I might be almost beautiful again, as I soar
among undersea peaks, my face free of its mask
of worry, my arms open wide as if to pour
the entire shimmering Andromeda galaxy
at your feet. Who taught us to love like this?
To slip out of ourselves into this long current
breathing us so easily in and in and in,
then out again, imperceptibly new.
—
Margaret Holley’s fifth collection of poems is Walking Through the Horizon (University of Arkansas Press). Her work has appeared in Poetry, Gettysburg Review, Shenandoah, The Southern Review, and many other journals. Former director of Bryn Mawr College’s Creative Writing Program, she currently serves as a docent at Winterthur Museum.
We seek our houses, we swim, we fly, we lose
Our keys, misplace the car, find our beloved dead
Wearing fedoras and hats with veils.
We ride horses, we arrive in class
Unprepared, our notes missing,
We appear on the avenue of the naked.
We make excuses, solve mysteries we are pursued
By spies, we climb scaffolds, panic in elevators.
We are not ourselves
Or we are young again and passionate.
The images dissolve in feelings so intense
We wake shuddering. We write down
What we can remember.

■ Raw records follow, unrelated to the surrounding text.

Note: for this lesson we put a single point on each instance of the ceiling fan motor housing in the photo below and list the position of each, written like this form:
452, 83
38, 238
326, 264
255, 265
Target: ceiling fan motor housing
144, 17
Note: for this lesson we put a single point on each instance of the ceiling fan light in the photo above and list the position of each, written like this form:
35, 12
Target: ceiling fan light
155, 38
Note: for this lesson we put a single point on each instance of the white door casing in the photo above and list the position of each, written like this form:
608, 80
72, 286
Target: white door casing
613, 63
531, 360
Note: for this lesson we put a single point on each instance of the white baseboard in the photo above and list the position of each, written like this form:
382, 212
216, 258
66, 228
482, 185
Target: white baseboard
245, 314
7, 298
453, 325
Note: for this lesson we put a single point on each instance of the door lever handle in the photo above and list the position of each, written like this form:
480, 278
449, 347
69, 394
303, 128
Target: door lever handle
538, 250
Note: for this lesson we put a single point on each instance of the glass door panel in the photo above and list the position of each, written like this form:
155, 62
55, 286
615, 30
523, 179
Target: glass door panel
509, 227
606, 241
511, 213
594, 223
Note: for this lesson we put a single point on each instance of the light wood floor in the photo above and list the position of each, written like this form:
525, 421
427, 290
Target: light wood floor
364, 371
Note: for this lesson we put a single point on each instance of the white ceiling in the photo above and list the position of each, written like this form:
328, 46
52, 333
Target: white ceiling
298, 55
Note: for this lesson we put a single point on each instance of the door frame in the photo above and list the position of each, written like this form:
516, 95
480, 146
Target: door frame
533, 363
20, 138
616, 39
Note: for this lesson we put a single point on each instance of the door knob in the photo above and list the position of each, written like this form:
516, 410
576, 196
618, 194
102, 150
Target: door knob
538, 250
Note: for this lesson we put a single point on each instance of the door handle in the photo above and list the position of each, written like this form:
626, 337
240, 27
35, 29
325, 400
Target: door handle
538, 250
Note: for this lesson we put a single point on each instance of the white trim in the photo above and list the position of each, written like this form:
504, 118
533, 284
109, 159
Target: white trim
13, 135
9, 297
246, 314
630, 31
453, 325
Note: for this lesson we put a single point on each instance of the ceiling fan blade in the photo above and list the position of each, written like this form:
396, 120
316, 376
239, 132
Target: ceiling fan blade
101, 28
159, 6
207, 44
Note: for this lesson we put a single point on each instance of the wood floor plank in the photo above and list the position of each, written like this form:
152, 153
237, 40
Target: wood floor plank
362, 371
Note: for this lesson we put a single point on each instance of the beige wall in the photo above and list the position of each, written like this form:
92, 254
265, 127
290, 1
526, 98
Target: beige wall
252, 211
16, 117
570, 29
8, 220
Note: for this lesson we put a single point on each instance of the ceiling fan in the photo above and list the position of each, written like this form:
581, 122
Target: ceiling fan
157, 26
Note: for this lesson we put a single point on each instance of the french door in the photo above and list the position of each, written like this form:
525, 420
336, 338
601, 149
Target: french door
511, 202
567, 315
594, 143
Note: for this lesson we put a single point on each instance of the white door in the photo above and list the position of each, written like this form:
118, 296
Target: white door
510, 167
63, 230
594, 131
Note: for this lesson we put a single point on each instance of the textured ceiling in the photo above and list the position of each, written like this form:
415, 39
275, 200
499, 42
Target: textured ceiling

The lover faceless and nameless
The university of discovery.
The boiler room where bad things happen.
—
Joan Colby has published widely in journals such as Poetry, Atlanta Review, South Dakota Review, etc. Awards include two Illinois Arts Council Literary Awards, an Illinois Arts Council Fellowship in Literature. She has published 16 books including Selected Poems from FutureCycle Press which received the 2013 FutureCycle Prize and Ribcage from Glass Lyre Press which has been awarded the 2015 Kithara Book Prize. She has two books forthcoming in 2016 and 2017. One of her poems is among the winners of the 2016 Atlantic Review International Poetry Contest. Colby is also a senior editor of FutureCycle Press and an associate editor of Kentucky Review.